With digital downloads, however, all you have to do is design a cheap cover artwork (judging by the album covers we've been seeing in the last couple of years, the industry is already cutting costs in that department), upload the track and there you go. There is no factory, no transport, no unsold stock - just a tiny fee you pay to iTunes or whatever provider you're using. Compare the cost of both operations and you might get a clue on why the music industry has been trying so hard to kill the CD for the last 15 years... to little, success, I have to say, since even the most ridiculously industry-driven acts are still releasing albums (despite the many times the death of the album has been announced) on outdated CDs.

'Who said cover art was dead?'
Despite their non-existent production costs, digital downloads failed to generate a consumeristic fever that could be remotely compared to that of the early stages of the CD bubble, probably because people didn't need to re-buy their catalog as digital downloads (they could just rip them from the CDs anyway) and because there was no Black Album and no Nevermind to make them feel they wanted music to be a part of their lives - just Usher and 50 Cent advertising headphones in da club.

And yet here they are in 2014 - still looking for that magical format that will make them swim in money all over again - only the record labels don't care anymore, because there isn't really anyone left in the building. It's all down to the tyrants of tech now, and the former music moguls who have been clever enough to jump from one ship to the other.

Bono definitely wants to be in that category. But, of course, he'll never tell. After all, he's not into this to make money, remember?
"The point isn't just to help U2 but less well known artists and others in the industry who can't make money, as U2 does, from live performance. 'Songwriters aren't touring people,' says Bono. 'Cole Porter wouldn't have sold T-shirts. Cole Porter wasn't coming to a stadium near you.'"
Can you believe that?! The Irish man doesn't just care about making money for himself - he wants other musicians to make money as well! That's SO SWEET of you, dear. You must definitely be a saint.

'Hey, leave me out of this, bro'
It's really funny to hear a corporate whore like Bono talking about saving the music. It's funny to the degree it's not funny at all; just sickening beyond belief.

It's also funny how tech companies and major labels always end up sounding like they're the biggest defenders of small bands and unknown artists you could possibly encounter... because nuturing talent is all they ever care about. They are not looking for a way of getting rich without doing shit (no way!); they are trying to save ART, y'all. How fucking BEAUTIFUL is that?

"Hey! I'm a pretty lousy president!"
Anyway, Bonovox, I wouldn't worry much about professional songwriters, if that's your biggest concern, since they already have all the criminal performing rights organizations working for them, making sure they get paid and re-paid for all sorts of absurd things - like radio airplay -, so I think they've got that pretty covered. I'm much more concerned about what this corporate nightmare of a society we live in is doing to culture and the irreparable (?) damage it's causing to people's brains.

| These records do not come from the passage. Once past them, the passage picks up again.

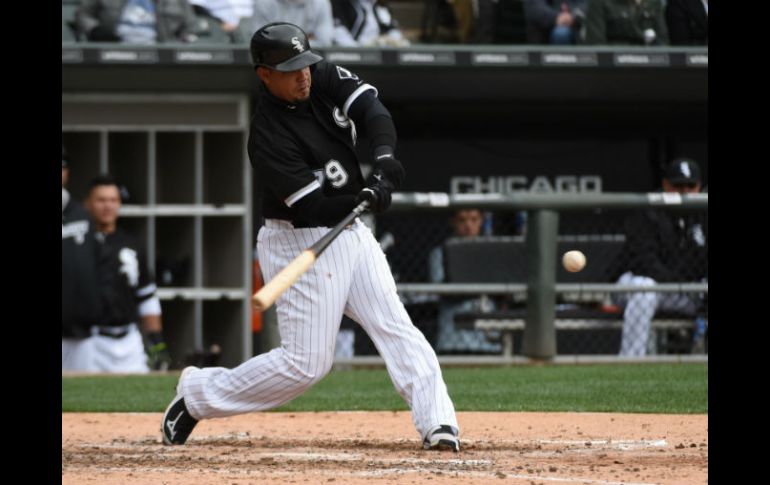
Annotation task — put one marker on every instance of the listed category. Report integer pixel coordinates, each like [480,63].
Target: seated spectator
[465,223]
[626,22]
[312,16]
[229,12]
[688,22]
[554,21]
[365,23]
[663,247]
[136,21]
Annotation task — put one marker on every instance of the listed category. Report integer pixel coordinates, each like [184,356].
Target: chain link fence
[627,251]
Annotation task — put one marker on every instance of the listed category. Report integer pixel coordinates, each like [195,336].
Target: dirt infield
[382,447]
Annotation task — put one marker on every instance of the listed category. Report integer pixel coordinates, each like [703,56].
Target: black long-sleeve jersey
[124,277]
[297,149]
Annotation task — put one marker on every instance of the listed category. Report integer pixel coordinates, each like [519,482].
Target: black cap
[683,171]
[282,46]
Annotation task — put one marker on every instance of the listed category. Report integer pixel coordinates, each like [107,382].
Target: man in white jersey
[302,145]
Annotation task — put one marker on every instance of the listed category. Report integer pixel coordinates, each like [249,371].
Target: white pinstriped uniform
[352,277]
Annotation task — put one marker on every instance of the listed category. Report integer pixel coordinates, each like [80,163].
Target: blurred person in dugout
[312,16]
[230,13]
[625,22]
[466,223]
[664,246]
[80,298]
[688,22]
[554,21]
[136,21]
[365,23]
[127,295]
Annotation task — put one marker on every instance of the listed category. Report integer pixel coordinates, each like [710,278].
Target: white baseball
[573,261]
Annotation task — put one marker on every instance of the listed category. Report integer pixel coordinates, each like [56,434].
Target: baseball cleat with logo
[442,437]
[177,423]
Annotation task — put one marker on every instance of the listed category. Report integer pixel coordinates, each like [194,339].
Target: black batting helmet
[282,46]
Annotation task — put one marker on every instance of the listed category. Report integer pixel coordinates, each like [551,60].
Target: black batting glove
[388,165]
[377,194]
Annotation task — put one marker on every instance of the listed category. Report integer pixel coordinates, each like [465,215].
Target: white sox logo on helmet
[297,44]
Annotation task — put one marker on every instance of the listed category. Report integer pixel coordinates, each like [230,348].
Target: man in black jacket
[663,247]
[79,277]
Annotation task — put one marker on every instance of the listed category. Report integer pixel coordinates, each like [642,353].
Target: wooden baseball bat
[267,295]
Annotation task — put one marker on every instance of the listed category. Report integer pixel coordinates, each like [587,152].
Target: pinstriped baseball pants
[352,277]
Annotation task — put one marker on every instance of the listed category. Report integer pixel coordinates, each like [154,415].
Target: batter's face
[104,204]
[467,223]
[292,87]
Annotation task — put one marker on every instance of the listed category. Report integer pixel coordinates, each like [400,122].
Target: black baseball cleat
[442,437]
[177,422]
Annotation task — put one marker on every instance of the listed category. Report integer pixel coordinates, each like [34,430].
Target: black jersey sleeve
[340,84]
[279,162]
[146,287]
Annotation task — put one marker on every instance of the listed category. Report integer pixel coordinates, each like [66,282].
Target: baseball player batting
[302,145]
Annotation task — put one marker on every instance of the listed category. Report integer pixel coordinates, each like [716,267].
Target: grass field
[645,388]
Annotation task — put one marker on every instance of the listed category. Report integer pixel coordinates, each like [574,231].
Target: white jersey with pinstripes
[351,277]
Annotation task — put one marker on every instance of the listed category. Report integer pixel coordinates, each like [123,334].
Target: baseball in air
[573,261]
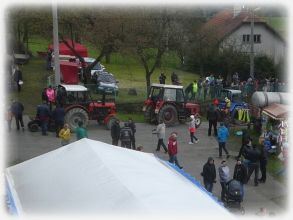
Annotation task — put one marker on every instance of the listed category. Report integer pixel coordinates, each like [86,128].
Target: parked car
[106,83]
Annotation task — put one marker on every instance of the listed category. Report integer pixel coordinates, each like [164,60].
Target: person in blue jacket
[223,135]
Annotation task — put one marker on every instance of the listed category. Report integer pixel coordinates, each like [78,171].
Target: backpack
[125,135]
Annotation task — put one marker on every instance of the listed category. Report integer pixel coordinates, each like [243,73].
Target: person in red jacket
[172,149]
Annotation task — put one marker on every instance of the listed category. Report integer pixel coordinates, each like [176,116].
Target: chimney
[237,9]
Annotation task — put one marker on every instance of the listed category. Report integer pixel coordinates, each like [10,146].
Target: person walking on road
[58,115]
[80,131]
[9,117]
[173,149]
[131,124]
[192,130]
[115,132]
[18,78]
[253,156]
[162,78]
[212,117]
[223,135]
[209,174]
[160,131]
[240,174]
[224,174]
[194,90]
[65,135]
[51,96]
[263,164]
[43,114]
[17,110]
[126,136]
[44,96]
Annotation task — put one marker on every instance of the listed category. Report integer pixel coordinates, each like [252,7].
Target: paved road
[25,145]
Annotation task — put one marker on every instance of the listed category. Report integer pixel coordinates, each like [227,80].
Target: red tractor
[168,103]
[80,107]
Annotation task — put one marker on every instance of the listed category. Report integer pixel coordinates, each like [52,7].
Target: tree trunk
[148,81]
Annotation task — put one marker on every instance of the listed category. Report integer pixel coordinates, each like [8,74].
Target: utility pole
[56,44]
[252,44]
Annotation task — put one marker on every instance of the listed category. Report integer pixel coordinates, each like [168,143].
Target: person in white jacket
[160,131]
[224,174]
[192,130]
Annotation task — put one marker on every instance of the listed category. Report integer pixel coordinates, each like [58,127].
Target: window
[256,38]
[245,38]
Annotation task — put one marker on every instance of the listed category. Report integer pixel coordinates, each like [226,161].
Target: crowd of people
[210,87]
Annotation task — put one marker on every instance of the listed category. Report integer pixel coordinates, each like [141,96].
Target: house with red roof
[228,29]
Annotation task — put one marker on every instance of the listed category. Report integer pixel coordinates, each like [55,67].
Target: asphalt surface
[22,146]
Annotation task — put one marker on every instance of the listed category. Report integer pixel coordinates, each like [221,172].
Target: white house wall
[270,44]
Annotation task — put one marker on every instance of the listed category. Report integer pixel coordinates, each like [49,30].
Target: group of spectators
[211,86]
[250,160]
[126,134]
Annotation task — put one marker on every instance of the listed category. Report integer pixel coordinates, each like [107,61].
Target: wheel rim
[76,118]
[168,115]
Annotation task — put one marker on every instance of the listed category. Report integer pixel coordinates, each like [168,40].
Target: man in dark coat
[174,79]
[43,114]
[162,78]
[126,135]
[245,140]
[212,116]
[209,174]
[115,132]
[133,129]
[58,116]
[240,174]
[17,110]
[44,96]
[263,164]
[18,78]
[253,155]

Thankfully, not even Spin seems to be too confident in the success of U2's (and Apple's) ambitious plans:
"We'll have to wait and see if U2 can really save the music industry, though the fact that they couldn't even save Spider-Man on Broadway doesn't give us too much hope. "
I rarely agree with Spin Magazine, but I have to take my hat off for this. You've got a point, guys. You've got a point LOL

BONOOOOOOOOOOOOOOOOOOOOOOOO
I wouldn't be too sorry about their failure, though. The music industry doesn't need saving. It just needs to completely lose its mainstream appeal so that, hopefully, all the greedy bastards parasitizing on it will lose interest and move onto something else. Only then will REAL musicians be able to gain control over their business again.

After all, this is what happened to the rock music ghetto, so maybe there's still a tiny bit of hope left somewhere.

Hopefully.

Until then, we'll just have to sit in a corner and let Google steal our Big Data... because what else is there to do in the digital age?


*yup*

PS. No, I don't get a dollar for every time I use the word 'corporate', but if I did... boy, that'd be good.